The video is simply that, just the four boys sitting in a room looking like it’s been transported straight from the 50’s with scattered vintage paraphernalia such as trunks, sporting equipment like tennis racquets and cricket bats and tattered couches. They pretend to play their instruments, wearing plain clothing and looking expressionless.
With this video it seems simplicity is key. Watching it you’ll get drawn into the four guys playing invisible instruments and the hypnotising stop motion jerking their bodies around. The song focuses on obsession and being consumed by something or someone, so they wanted the video to reflect the song’s meaning.

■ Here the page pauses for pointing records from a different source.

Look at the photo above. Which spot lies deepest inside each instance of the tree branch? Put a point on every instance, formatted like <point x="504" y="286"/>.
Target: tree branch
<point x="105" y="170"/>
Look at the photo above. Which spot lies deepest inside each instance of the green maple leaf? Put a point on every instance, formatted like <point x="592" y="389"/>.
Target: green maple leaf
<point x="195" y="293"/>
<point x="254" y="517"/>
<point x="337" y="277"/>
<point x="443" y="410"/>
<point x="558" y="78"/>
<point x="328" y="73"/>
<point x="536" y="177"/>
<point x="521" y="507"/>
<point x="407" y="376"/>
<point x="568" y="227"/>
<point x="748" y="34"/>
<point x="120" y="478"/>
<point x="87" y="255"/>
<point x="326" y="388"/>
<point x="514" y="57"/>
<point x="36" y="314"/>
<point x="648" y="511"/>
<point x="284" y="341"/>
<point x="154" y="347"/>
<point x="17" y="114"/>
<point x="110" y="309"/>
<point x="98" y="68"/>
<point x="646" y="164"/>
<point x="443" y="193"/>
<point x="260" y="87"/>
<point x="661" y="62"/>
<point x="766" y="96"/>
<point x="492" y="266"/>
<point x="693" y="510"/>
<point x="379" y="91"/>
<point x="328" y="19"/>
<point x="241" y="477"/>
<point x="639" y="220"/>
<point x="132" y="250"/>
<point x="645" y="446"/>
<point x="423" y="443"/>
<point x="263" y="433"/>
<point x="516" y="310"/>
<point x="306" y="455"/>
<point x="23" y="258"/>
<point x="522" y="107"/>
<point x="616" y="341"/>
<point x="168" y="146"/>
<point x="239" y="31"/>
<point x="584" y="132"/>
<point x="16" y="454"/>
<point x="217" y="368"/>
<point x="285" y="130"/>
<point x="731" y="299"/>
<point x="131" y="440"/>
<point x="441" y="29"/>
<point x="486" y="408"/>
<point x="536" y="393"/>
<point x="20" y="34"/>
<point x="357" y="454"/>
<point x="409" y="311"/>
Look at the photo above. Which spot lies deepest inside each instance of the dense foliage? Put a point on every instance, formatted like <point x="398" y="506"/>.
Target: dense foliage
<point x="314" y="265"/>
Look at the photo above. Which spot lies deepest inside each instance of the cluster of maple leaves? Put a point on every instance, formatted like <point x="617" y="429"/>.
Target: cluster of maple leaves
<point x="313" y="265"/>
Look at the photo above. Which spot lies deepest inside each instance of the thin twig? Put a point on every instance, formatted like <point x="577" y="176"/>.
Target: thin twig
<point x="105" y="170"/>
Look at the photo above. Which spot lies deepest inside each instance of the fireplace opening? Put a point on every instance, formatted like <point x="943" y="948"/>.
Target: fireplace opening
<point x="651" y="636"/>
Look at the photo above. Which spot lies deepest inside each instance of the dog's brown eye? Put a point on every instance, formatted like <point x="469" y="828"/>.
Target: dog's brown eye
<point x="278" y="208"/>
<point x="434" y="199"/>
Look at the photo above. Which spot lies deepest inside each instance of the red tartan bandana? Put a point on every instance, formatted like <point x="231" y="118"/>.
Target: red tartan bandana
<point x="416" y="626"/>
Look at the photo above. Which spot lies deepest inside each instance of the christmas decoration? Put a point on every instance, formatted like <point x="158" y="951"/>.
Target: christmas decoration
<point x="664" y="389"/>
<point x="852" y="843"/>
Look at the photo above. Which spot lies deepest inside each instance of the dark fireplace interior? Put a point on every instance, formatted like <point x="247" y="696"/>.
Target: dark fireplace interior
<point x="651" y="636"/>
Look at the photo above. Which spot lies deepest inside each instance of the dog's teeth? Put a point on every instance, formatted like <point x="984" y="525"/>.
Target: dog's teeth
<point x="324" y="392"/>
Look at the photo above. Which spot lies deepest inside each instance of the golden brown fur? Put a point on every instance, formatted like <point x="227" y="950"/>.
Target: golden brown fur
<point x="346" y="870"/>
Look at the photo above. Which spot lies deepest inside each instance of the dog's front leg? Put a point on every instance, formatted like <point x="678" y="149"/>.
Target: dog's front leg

“We kept Pat (who sings) as someone kind of separate and isolated from within the video; a lot of the action goes on around him,” they said. “We didn’t really want to go down the path of acting things out, or trying to re-create scenes from the song.” The thing about shooting a video in stop motion is in real time everyone has to act in slow motion to capture the stop motion effect. So for the band it was a strange feeling performing at half speed. “It is a really odd thing to try to walk around, and sing, and play an instrument in slow-mo, especially if the instrument isn’t even there.”
To launch their EP, The Raffaella’s will be performing at The Workers Club in Fitzroy on March 11.